Не хочу верить. – Хочу верить. Но на беду зорка и чутка, фальшь и умысел чую за сто верст <…> Нет, я Вас таким не хочу. Лучше никаким, чем таким. Я могу иметь дело только с настоящим: настоящей радостью, настоящей болью, настоящей жестокостью <…> Игра, Радзевич, для других. Я люблю СУЩНОСТИ.
В четверг увидимся. Будьте внимательны к письму».
Очень скоро – в том же декабре или январе – отношения, по-видимому, все-таки прекратились. (Или, скорее, прервались.) Сам Родзевич вспоминает: в одном месте – «Наша связь длилась два года», в другом – «Наша связь длилась год». Такие расхождения неудивительны – ведь он говорит это спустя более сорока лет, а потом, как считать: только Прагу или и парижский эпилог.

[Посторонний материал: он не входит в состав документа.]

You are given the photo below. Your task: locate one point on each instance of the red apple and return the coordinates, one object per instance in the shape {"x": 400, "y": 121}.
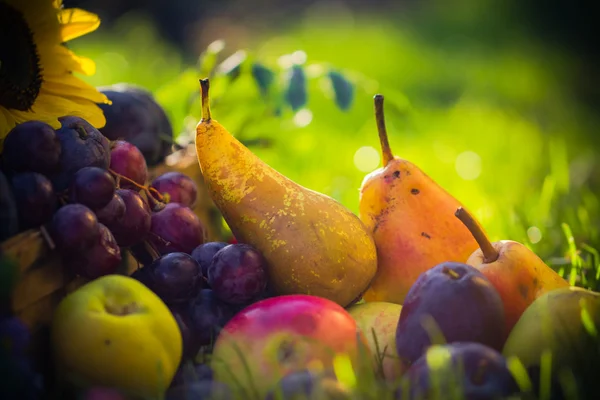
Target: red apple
{"x": 284, "y": 334}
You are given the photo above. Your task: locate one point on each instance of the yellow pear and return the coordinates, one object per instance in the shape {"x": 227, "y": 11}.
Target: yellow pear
{"x": 312, "y": 243}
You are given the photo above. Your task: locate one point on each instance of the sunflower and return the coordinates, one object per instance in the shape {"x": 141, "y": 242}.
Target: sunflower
{"x": 37, "y": 80}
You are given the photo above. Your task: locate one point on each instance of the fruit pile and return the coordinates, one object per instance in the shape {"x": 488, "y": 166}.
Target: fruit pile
{"x": 408, "y": 300}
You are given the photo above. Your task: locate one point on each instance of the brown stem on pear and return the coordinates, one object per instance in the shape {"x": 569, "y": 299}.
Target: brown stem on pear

Понимая, что в жизни Родзевича Марина Ивановна лишь эпизод, Эфрон не понял (а как он мог понять?), что для Цветаевой Родзевич совсем не то, что предыдущие ее влюбленности, что она не сможет забыть его долгие годы и никогда не скажет она о нем ни одного худого слова. В 1927 году, уже из Парижа, она напишет своей чешской приятельнице А. Тесковой: « Как я хочу в Прагу ! <…> В жизни не хотела назад ни в один город, совсем не хочу в Москву <…> а в Прагу хочу, очевидно пронзенная и замороженная. Я хочу той себя, несчастно-счастливой, – себя – Поэмы Конца и Горы». Правда, всего через три недели – той же А. Тесковой: «Ключ к этому сердцу (имеется в виду Родзевич. – Л.П .) я сбросила с одного из пражских мостов, и покоится он <…> на дне Влтавы, а может быть и Леты». Ой ли?! Во всяком случае, «ключ» если и был сброшен, то не с чешских мостов. Вот как она описывает свою встречу с Родзевичем уже в Париже в 1926 году: «Рада, что хорошо встретилась с моей поэмой Горы. (Герой поэмы, утверждаю гора ). Кстати, Вы знаете, что мой герой Поэмы Конца женится <…> «Любите ее?» – «Нет, я Вас люблю». – «Но на мне нельзя жениться» (после того как Цветаева пообещала мужу, что не уйдет от него, это было действительно невозможно. – Л.П .). – «Нельзя». – «А жениться непременно нужно?» – «Да, пустая комната… И я так легко опускаюсь». – «Тянетесь к ней?» – «Нет! Наоборот: даже отталкиваюсь». – «Вы с ума сошли!»